I occasionally read Howard Marks’s memo, and in my recent infrequent visit, I have constantly encountered him citing Marc Lipsitch, Professor of Epidemiology at Harvard, that (in Lipsitch’s covid research and in Marks’s money making) there are:

1. facts,
2. informed extrapolations from analogies to other viruses and
3. opinion or speculation.

That is right. Statistician needs some stationarity and smoothlization assumption so as to learn from data— and thereby always place ourselves in the risk of over-extrapolation.

In machine learning, the novelty detector and out-of-distribution uncertainty used be a hotspot especially given its connection to AI safety, and I have followed papers in this area for a while. (I think it is still a hotspot, but I don’t know for sure— indeed if someone tell you that he would be completely sure on the presence or the future, he is completely extrapolation, but anyway, it is fairly to assume the heat of areas does not shrink overnight, so maybe it is still at least a warm spot.)

In part many deep models ignored the parameter uncertainty and is overconfident. But I feel like there is a dangerous tendency that people treat some non-parametric bayesian model as always-right-but-hard-to-fit-model, as if we would never worry about novelty detector and out-of-sample uncertainty if we know how to fit a gaussian process with 10^10 points.
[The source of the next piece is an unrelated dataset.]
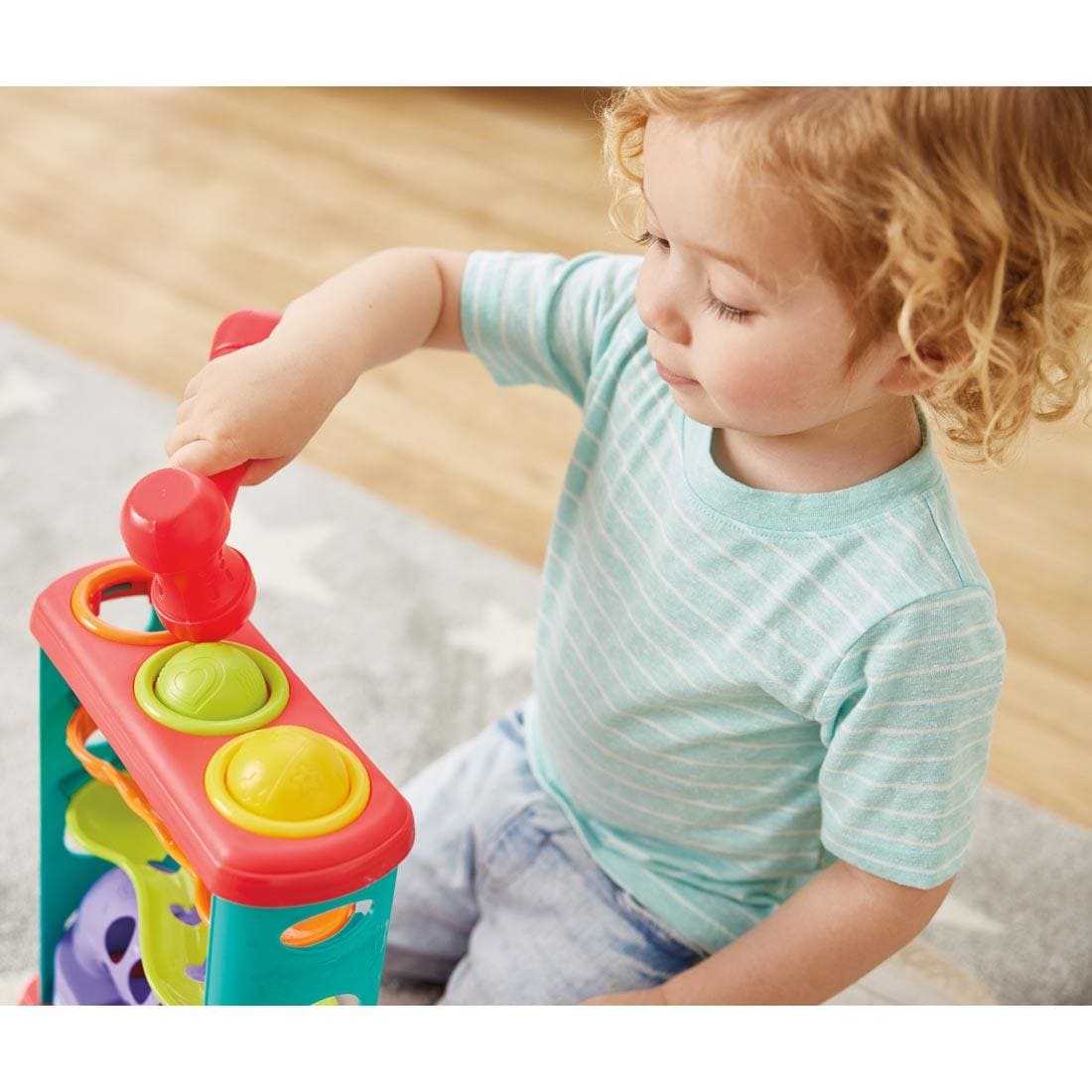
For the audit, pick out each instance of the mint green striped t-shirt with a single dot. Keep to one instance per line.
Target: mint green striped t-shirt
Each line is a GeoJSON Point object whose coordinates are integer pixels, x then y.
{"type": "Point", "coordinates": [734, 687]}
But gp is not immune to extrapolations. Here I generate 2 two-D data (x,y) with x only supported near 1 and 3 (.5 N(1, 0.01) + .5 N(3,0.01)). I could still fit a gp, and it does return results that fit the data in their support.

But wait, why is it so sure about what happens in between— there is zero data in the middle! How could you know the f(x) at 2 is identically 0, instead of -20004, or 343583? The model is completely extrapolation.

You could probably guess the fitted length scale is very big— indeed longer than the x span so it effectively becomes a linear regression. It is not wrong, a linear regression can be useful too.

Even worse, such over-confidence is self-confirmed. Wikipedia says “the length scale tells how safe it is extrapolate outside the data span”. It is wrong. It does not tell use how safe it is. The inference in the no-data-zone comes from the prior, which is a mean zero gp, and it is very dangerous, arrogant and reckless if treat that as always the true model and the right uncertainty we are looking for.

Ideally we want a model/inference that goes on strike and yelling at the user when it perceived it is making non-data-ful extrapolation. Of course anything beyond data comes from prior, and prior is just more data, so technically it is as kosher to estimate the posterior outside the data domain by a crazy gp prior as to estimate the empirical density by a delta function — which are two extremes on the spectrum of how we weigh the relative reliance on prior and data. If you do not yell at the empirical process, why should the gp yell at you?

It is not utterly sane to stop this post with the previous question which I do not know the answer. But the main message is clear, gp is not always right. And gp can as over-extrapolating as a linear regression. And in many cases we do not know if the gp we are running is over-extrapolating or not.